The 2020 pandemic has proven how much we need wild, outdoor places. But I sensed a trend in my 2021 columns, linked in this online article: the need to conscientiously care for these resources.
When state legislation was developed to remove protections from “isolated wetlands,” I considered six creatures that need wetlands to survive, from the fairy shrimp that lives in puddles to the four-toed salamander, which, at two to three inches, is the smallest in the state. House Bill 389 was passed after widespread opposition.
In July, I accompanied the naturalists of the Sarett Nature Center for their count of an endangered butterfly, Mitchell’s satyr, in one of nearly 20 sites on the planet where they are known: a wetland from Sarett to Benton Harbor. Good thing for the rubber boots, as I got up close to the Eastern Massasauga rattlesnakes twice.
In the spring, as South Bend expanded the invasive species ban, it planted native trees and information signs to create a “tree trail” at Pinhook Park. In the fall, wet conditions made for abundantly colored mushrooms in many woods.
We discovered how many sushi (raw fish) and other creatures that bald eagles eat in St. Patrick’s County Park Nest in South Bend, thanks to researchers at the University of Notre Dame who counted meals using an aerial camera.
A fire in a homeless camp in the woods next to Portage Manor in South Bend came to the attention of County Commissioner Derek Dieter and volunteers who cleaned up hundreds of bags of garbage that had accumulated for years. Dieter still wonders if the tiny ravine and the county’s 33 acres of land could become a park.
Director of the Center for Underwater Science at Indiana University helps create the second Lake Michigan Underwater Nature Reserve, near Mount Baldy, where a freighter sank in 1911.
The trails are growing
The trails have developed in significant spurts. Entrepreneurs finally installed the first concrete on the South Bend Coal Line Trail, leading from Lincoln Way to Portage Avenue. They plan to complete the connection to the Riverside Trail in 2022.
But parts of the East Bank Trail has been closed (and still are) because Indiana Michigan Power is installing a new underground transmission line.
Efforts to extend a trail from Niles to Berrien Springs get bogged down in the details of the route definition near private property.

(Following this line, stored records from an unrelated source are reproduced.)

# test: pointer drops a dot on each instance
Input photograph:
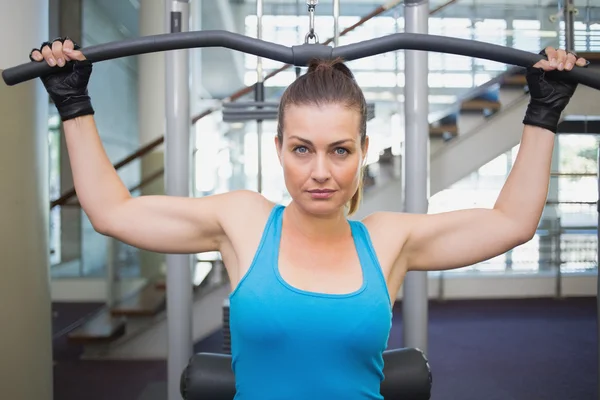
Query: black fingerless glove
(549, 94)
(67, 87)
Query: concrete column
(151, 114)
(69, 24)
(26, 336)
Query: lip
(321, 191)
(321, 194)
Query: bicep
(459, 238)
(168, 224)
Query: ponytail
(328, 82)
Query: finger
(57, 53)
(570, 62)
(47, 53)
(545, 65)
(36, 55)
(552, 55)
(74, 54)
(581, 62)
(561, 57)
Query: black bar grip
(301, 55)
(463, 47)
(156, 43)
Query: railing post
(415, 298)
(112, 274)
(178, 156)
(569, 17)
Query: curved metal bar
(302, 54)
(156, 43)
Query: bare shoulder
(244, 215)
(389, 232)
(385, 222)
(241, 208)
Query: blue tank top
(288, 343)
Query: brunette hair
(328, 82)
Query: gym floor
(538, 349)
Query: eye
(300, 149)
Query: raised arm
(459, 238)
(158, 223)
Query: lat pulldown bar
(302, 54)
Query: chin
(321, 207)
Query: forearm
(99, 187)
(524, 194)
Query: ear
(365, 149)
(278, 148)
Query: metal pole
(414, 304)
(598, 279)
(569, 11)
(336, 23)
(178, 155)
(259, 94)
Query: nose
(320, 170)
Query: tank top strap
(271, 237)
(368, 257)
(266, 254)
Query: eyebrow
(336, 143)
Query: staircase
(135, 326)
(483, 125)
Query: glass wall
(567, 235)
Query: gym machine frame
(178, 148)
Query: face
(321, 156)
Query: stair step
(101, 328)
(589, 55)
(147, 302)
(443, 129)
(515, 80)
(480, 105)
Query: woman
(311, 291)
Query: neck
(330, 226)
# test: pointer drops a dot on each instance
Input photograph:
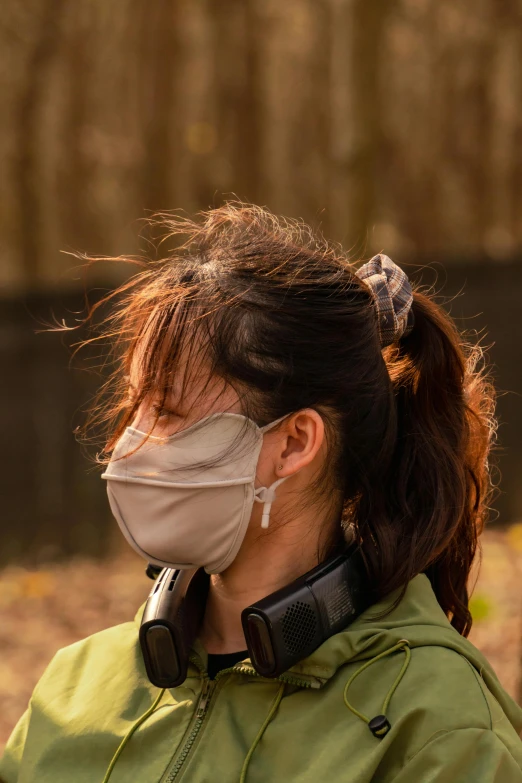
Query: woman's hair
(280, 315)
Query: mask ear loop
(266, 495)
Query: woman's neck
(266, 562)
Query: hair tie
(392, 296)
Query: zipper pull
(203, 700)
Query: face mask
(185, 500)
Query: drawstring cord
(380, 725)
(129, 735)
(269, 717)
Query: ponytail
(434, 497)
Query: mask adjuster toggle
(266, 495)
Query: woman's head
(254, 314)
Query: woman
(255, 363)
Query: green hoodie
(451, 721)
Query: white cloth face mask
(185, 500)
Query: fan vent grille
(298, 626)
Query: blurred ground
(43, 610)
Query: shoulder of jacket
(103, 660)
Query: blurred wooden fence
(397, 124)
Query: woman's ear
(304, 436)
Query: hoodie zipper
(206, 693)
(209, 687)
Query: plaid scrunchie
(392, 295)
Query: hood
(418, 619)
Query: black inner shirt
(217, 663)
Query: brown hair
(285, 320)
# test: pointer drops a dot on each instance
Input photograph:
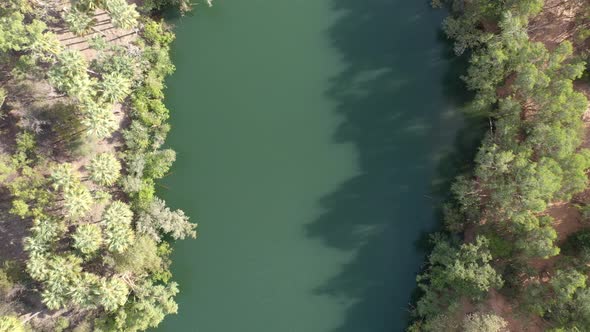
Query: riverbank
(85, 240)
(522, 211)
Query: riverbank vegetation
(85, 241)
(514, 256)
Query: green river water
(314, 140)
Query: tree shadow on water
(395, 99)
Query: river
(314, 141)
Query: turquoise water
(312, 139)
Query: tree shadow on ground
(396, 99)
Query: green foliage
(462, 271)
(158, 163)
(140, 258)
(117, 221)
(158, 219)
(77, 201)
(87, 238)
(479, 322)
(115, 87)
(99, 120)
(150, 304)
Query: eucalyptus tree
(480, 322)
(123, 14)
(87, 238)
(77, 201)
(112, 293)
(117, 220)
(115, 87)
(104, 169)
(158, 219)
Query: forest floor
(554, 25)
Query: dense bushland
(96, 245)
(531, 157)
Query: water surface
(310, 135)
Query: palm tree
(115, 87)
(87, 238)
(77, 201)
(117, 220)
(37, 266)
(104, 169)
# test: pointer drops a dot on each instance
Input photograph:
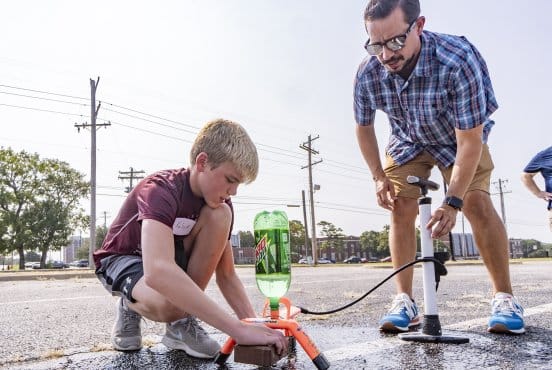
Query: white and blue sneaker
(506, 315)
(402, 315)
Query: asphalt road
(50, 322)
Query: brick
(257, 355)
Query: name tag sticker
(183, 226)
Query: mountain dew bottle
(272, 254)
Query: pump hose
(439, 270)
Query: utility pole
(93, 127)
(105, 219)
(501, 191)
(308, 147)
(131, 175)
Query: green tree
(39, 202)
(334, 236)
(19, 187)
(369, 242)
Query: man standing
(541, 163)
(437, 94)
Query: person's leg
(490, 236)
(118, 274)
(402, 240)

Mountain bikers have mapped out a new trail and, therefore, launched a new Marshall County Parks Department.
I probed the Michigan City Singing Sands Trail, four miles and growing. This is a segment in perhaps the biggest news: Marquette Greenway, a series of connected trails from Chicago to New Buffalo, won an $ 18 million federal grant. That’s $ 5 million less than the effort required to pave the last 26 miles of the 60 mile trail.
The pandemic and a snowy winter feeds the Swiss Valley to Jones and other downhill trails with one of their busiest years.

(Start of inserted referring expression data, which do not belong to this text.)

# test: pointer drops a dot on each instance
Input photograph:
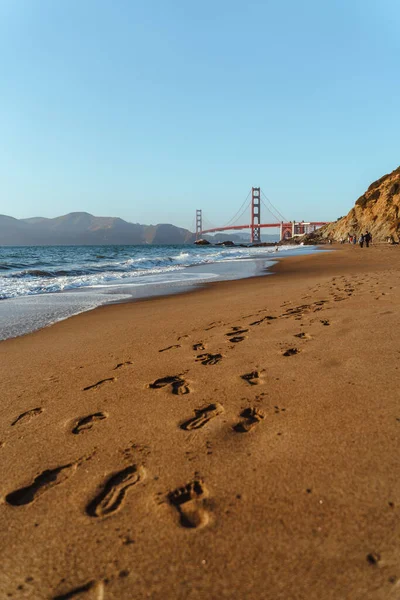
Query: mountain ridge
(82, 228)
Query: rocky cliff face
(378, 211)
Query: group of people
(365, 238)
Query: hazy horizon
(147, 112)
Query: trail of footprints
(191, 500)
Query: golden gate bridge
(287, 229)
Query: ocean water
(40, 285)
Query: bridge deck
(275, 225)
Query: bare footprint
(43, 482)
(291, 352)
(95, 587)
(120, 365)
(170, 347)
(252, 378)
(86, 423)
(303, 336)
(267, 318)
(27, 416)
(188, 500)
(203, 416)
(112, 496)
(198, 346)
(178, 385)
(209, 359)
(236, 331)
(94, 386)
(252, 416)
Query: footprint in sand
(203, 416)
(86, 423)
(251, 417)
(113, 493)
(252, 378)
(170, 348)
(27, 416)
(120, 365)
(198, 346)
(94, 386)
(267, 318)
(178, 385)
(189, 501)
(209, 359)
(96, 589)
(236, 335)
(291, 352)
(303, 336)
(43, 482)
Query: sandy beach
(240, 441)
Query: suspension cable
(235, 217)
(273, 210)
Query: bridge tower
(199, 223)
(255, 216)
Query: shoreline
(297, 460)
(25, 314)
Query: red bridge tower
(255, 216)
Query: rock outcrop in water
(378, 211)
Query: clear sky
(149, 110)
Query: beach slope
(240, 441)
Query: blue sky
(149, 110)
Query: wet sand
(240, 441)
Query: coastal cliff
(377, 210)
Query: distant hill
(80, 228)
(377, 210)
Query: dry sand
(241, 441)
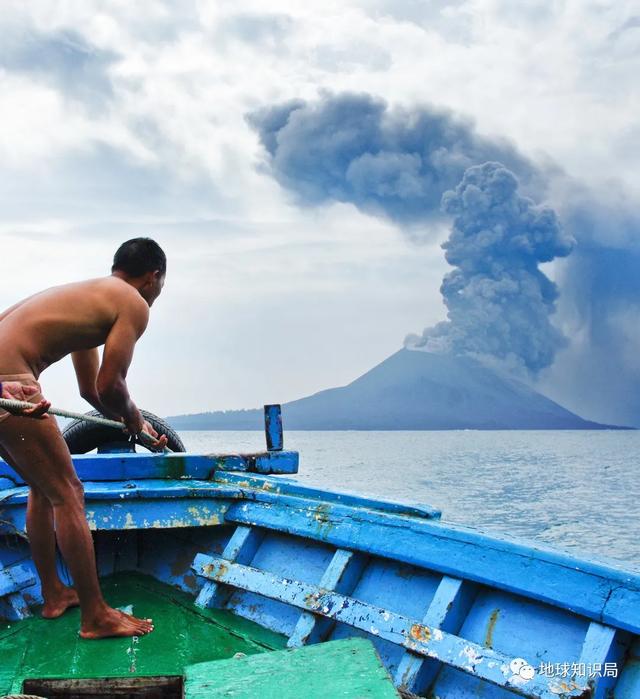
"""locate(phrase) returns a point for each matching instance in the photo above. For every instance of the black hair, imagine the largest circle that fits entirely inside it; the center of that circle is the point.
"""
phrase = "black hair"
(139, 256)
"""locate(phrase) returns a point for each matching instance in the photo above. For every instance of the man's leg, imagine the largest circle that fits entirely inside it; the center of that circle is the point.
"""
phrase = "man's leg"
(42, 541)
(40, 455)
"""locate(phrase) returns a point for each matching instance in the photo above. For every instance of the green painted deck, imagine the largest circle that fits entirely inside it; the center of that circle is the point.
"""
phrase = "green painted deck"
(184, 634)
(349, 668)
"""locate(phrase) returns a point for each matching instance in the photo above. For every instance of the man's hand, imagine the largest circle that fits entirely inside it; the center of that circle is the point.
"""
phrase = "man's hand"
(137, 424)
(14, 390)
(160, 442)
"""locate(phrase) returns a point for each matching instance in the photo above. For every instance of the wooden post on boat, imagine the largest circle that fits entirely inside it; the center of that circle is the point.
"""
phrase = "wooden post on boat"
(273, 427)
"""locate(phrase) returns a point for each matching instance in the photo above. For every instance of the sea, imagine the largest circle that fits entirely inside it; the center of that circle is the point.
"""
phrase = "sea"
(577, 491)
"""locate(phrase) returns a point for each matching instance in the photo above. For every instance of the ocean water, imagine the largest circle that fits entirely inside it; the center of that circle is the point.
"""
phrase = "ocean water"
(578, 491)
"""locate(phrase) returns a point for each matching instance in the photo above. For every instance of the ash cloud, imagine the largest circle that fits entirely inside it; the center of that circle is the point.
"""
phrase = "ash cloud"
(499, 302)
(391, 162)
(403, 165)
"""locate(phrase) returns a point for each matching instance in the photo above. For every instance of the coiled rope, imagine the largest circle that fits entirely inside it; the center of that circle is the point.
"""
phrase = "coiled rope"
(145, 438)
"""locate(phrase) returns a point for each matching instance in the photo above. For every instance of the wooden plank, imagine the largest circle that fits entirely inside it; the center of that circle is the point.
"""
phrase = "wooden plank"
(283, 486)
(601, 658)
(241, 548)
(15, 578)
(108, 467)
(153, 488)
(137, 513)
(273, 427)
(341, 575)
(348, 668)
(14, 607)
(447, 612)
(581, 586)
(483, 663)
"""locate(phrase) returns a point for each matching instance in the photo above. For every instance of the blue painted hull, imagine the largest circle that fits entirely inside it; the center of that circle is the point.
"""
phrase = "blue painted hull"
(453, 613)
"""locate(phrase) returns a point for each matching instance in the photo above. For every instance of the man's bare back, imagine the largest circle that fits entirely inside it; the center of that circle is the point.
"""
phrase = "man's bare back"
(48, 326)
(75, 319)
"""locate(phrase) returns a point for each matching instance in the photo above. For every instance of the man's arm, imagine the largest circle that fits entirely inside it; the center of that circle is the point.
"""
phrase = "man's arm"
(87, 364)
(11, 309)
(111, 384)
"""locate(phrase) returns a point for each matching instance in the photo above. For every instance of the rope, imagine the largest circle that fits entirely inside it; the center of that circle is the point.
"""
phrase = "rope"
(146, 439)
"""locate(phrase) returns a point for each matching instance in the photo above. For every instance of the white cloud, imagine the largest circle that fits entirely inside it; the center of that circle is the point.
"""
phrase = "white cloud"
(269, 300)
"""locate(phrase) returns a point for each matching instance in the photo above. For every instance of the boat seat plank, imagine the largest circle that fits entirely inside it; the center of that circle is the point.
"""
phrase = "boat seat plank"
(589, 588)
(462, 654)
(342, 574)
(241, 548)
(447, 612)
(347, 668)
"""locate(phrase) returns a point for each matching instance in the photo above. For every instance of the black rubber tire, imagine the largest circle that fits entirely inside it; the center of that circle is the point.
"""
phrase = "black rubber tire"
(82, 437)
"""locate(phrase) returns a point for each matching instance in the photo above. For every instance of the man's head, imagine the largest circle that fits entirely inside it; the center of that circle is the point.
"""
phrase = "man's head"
(141, 262)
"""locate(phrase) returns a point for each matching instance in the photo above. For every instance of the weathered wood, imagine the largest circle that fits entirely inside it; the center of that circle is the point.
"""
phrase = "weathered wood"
(108, 467)
(152, 687)
(349, 669)
(470, 657)
(15, 578)
(254, 485)
(341, 575)
(447, 612)
(273, 427)
(14, 607)
(603, 646)
(241, 548)
(604, 594)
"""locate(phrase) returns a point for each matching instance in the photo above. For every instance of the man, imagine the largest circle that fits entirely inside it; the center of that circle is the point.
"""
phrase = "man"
(75, 319)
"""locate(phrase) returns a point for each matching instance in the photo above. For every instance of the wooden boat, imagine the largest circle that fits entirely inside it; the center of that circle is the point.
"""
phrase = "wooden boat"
(262, 587)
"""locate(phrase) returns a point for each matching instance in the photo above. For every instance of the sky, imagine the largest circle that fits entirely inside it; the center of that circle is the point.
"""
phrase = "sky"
(292, 160)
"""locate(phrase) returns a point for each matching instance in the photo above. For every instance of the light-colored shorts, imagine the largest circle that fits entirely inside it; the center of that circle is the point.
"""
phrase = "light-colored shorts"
(25, 380)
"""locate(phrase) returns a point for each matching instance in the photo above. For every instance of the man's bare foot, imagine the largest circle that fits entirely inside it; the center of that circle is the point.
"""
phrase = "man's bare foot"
(56, 605)
(112, 622)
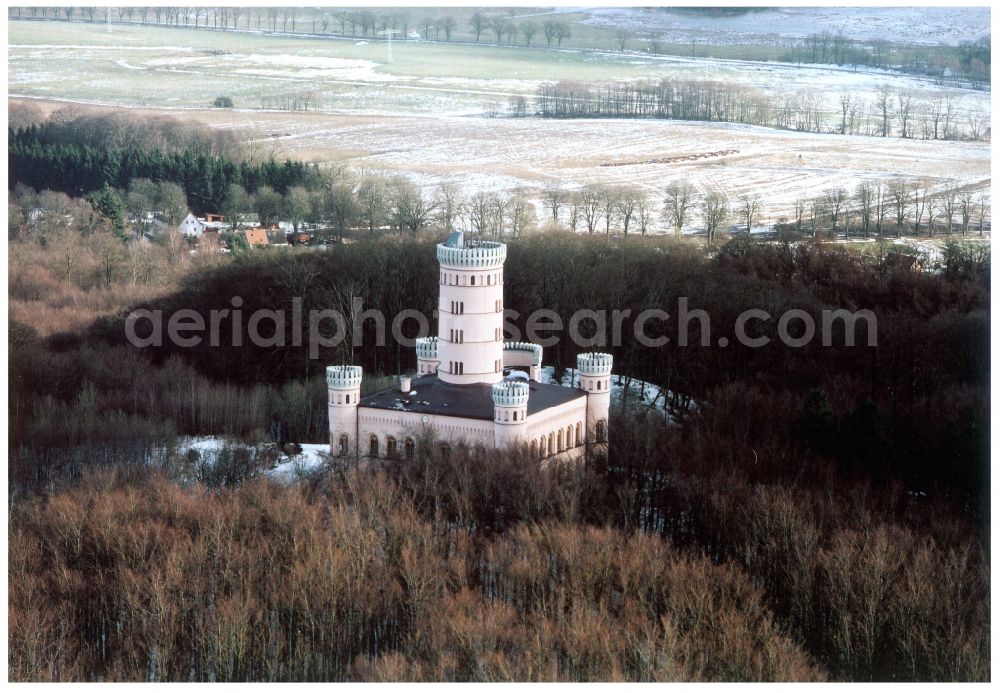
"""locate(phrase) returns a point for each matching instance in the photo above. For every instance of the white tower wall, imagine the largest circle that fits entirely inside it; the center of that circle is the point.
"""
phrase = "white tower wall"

The cross-country ski trails were also lively, but that pushed some boundaries. I looked at the label of winter trails after Madeline Bertrand County Park staff in Niles erected a fence at the border with St. Patrick County Park, annoyed by people walking on groomed ski trails and skiers who entered without a pass paying. the the closure returns this season with little effect apart from forbidding you to ski in both parks at the same time.

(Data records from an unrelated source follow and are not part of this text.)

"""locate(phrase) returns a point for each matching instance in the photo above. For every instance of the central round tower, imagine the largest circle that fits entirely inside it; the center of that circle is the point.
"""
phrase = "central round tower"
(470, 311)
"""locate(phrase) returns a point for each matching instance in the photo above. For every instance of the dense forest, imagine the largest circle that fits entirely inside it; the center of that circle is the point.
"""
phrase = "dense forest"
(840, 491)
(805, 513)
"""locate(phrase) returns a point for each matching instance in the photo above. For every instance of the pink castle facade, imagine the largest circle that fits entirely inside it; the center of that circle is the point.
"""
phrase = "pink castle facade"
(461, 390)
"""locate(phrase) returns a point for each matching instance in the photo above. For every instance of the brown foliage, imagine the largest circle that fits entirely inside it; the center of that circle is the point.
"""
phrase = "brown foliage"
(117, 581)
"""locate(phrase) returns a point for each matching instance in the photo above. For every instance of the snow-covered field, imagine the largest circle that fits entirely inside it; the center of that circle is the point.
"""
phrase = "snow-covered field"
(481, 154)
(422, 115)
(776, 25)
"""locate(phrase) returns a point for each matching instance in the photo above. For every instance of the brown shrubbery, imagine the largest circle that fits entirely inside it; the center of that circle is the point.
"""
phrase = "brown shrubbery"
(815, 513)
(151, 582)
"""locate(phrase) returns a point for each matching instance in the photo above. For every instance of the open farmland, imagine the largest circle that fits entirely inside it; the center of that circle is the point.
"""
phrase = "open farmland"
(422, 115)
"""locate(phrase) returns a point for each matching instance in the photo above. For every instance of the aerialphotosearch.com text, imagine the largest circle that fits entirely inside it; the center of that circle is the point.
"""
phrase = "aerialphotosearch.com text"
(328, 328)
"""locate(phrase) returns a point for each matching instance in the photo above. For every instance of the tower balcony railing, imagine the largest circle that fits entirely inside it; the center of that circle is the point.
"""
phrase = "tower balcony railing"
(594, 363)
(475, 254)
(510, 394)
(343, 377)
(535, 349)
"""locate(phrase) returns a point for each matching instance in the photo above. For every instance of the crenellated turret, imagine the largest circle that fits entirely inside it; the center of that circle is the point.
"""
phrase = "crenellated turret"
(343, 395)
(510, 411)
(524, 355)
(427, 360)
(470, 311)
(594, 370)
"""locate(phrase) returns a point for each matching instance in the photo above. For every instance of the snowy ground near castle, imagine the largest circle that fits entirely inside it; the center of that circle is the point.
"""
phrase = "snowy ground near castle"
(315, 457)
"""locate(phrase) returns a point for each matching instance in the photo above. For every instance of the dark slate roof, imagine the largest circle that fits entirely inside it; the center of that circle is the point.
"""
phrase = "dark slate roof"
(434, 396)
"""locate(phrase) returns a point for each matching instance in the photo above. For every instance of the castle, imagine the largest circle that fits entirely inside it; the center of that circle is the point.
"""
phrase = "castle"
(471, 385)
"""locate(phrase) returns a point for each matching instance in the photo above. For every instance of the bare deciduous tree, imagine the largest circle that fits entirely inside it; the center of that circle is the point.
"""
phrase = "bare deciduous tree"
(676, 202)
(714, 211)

A kitesurf instructor swirled above me and my skis one day in the snowy dunes.
I also explored which communities clear snow and which do not along the trail from Mishawaka to Niles. Since then, St. Joseph County Parks has purchased a tractor and devices for snow removal on its portion of the LaSalle Trail.
Matt Meersman, often seen speeding his skinny canoe down the St. Joseph River in South Bend, and a teammate won the grueling AuSable River Canoe Marathon, traveling 120 miles in the dark of night in northern Michigan.
But paddling just got easier for the rest of us when Elkhart installed two handicap accessible kayak canoes on the Saint Joseph River while LaPorte installed one on Stone Lake. Zully JF Alvarado, a paddler who uses a wheelchair, told us why they are so important.
the The Dowagiac River has gained a rudimentary access ramp on the site of an old dam in Niles, but for now, the fast, difficult water and branches of the nearby sections of the river should only be reserved for expert paddlers.
The very first Eastern Running Whitewater Festival In early June, many kayak racers took to the foamy waters of South Bend, as well as people on pool floats.
At what price ?
Luxurious glamping tents opened to a new location near South Haven, and area KOA Campgrounds have expanded their cabins.
Indiana Dunes National Park officials asked for comment on a possible new entry fee to pay a backlog of more than $ 30 million in maintenance.
And Greg Compton from Plymouth did 260 miles across Indiana, Michigan to Kentucky, to raise funds for Riley’s Hospital for Children. He remembered his father, who wouldn’t have had a life and children without Riley.